Mailing List Archives
Authenticated access
|
|
|
[Date Prev][Date Next][Thread Prev][Thread Next][Date Index][Thread Index]
[Condor-users] Condor-G fun
- Date: Fri, 9 Nov 2007 11:36:32 -0000
- From: "Kewley, J \(John\)" <j.kewley@xxxxxxxx>
- Subject: [Condor-users] Condor-G fun
I have run a few jobs using condor-g now, but even though the jobs
sometimes
run OK, I frequently get the following error. When the error occurs, the
jobs never
seem to recover (although I give up after about 40 mins):
---------------
020 (023.000.000) 11/09 11:08:03 Detected Down Globus Resource
RM-Contact: <grid-resource>/jobmanager-fork
...
026 (023.000.000) 11/09 11:08:03 Detected Down Grid Resource
GridResource: gt2 <grid-resource>/jobmanager-fork
---------------
The 2 most obvious reasons for this are:
a) Machine is down
b) Machine never existed (i.e. name spelled wrong)
Since I can cut and paste the machine name and successfully run Grid
jobs
to that machine, any ideas what else it can be?

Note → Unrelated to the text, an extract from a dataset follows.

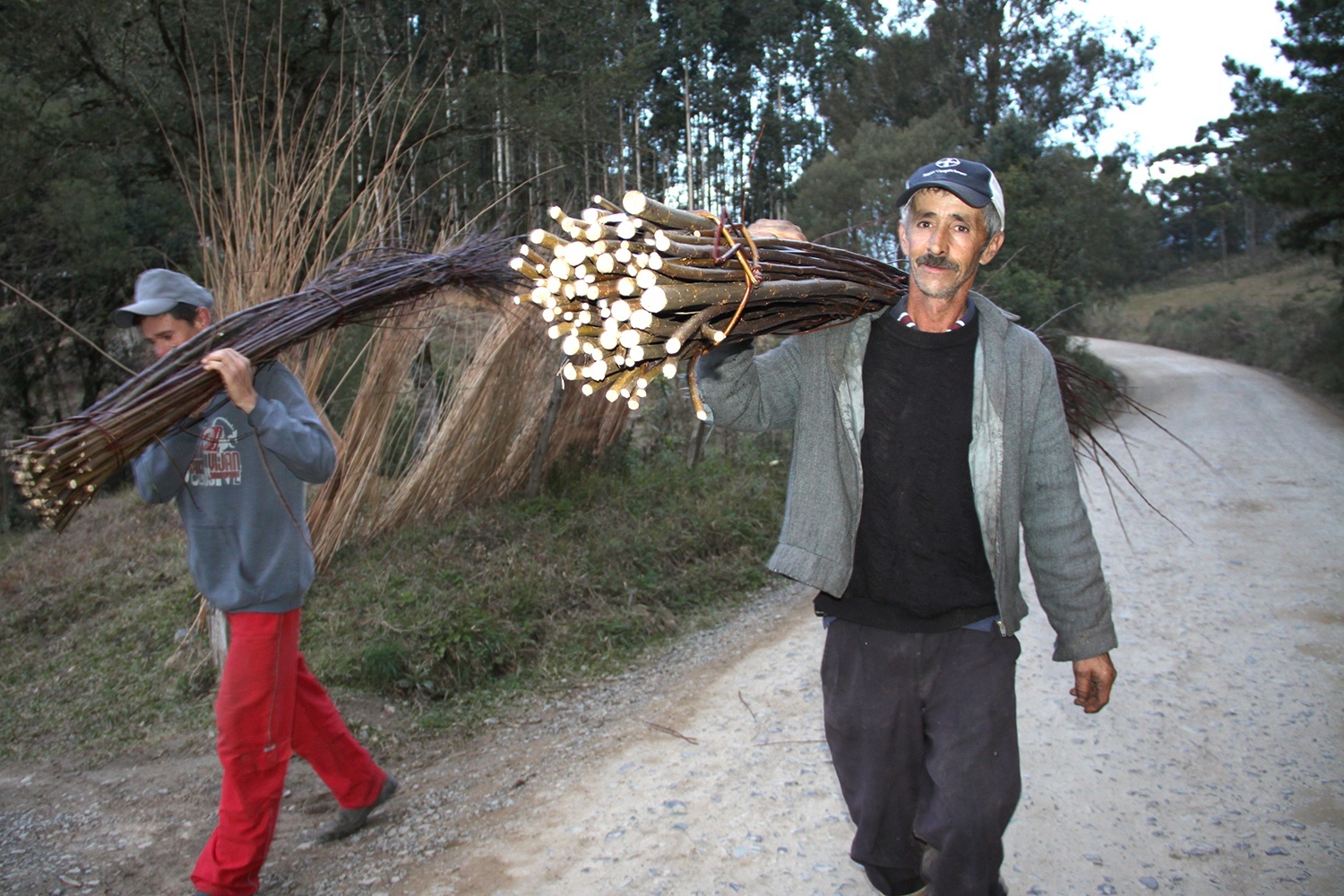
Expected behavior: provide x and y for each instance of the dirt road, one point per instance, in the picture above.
(1218, 767)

I have ruled out the following (or believe I have):
1. Firewall issue (this has now been opened) since this would prevent
the
globus-job-runs running, and in any case, I'd get an error about
inability to
transfer files.
2. Don't have valid proxy - since globus commands work
3. condor daemons can't see firewall settings - since re-run with them
in the
environment, and some jobs do run.
Are there any DEBUG settings I can do to get further info?
condor-q -anal
doesn't help for non-matchmaking condor-g
Below is the submit file (hopefully there is a bug in there somewhere)
Cheers
JK
---------------------
# Maybe I should try with "old" syntax, using globus universe
universe = grid
# Just try with for for now
grid_resource = gt2 <grid-resource>/jobmanager-fork
notification = never
# This exists in /bin on all grid resources I use
executable = /bin/hostname
transfer_executable = false
# No common storage
SHOULD_TRANSFER_FILES = YES
WHEN_TO_TRANSFER_OUTPUT = ON_EXIT
# Do these make sense in combination with previous 2 file transfer
settings?
stream_input = false
stream_error = false
stream_output = false
output = glob$(PROCESS).out
error = glob$(PROCESS).err
log = glob.log
# Is something like this needed or should I just omit it?
REQUIREMENTS = (OpSys == LINUX && (Arch != "Windows51"))
queue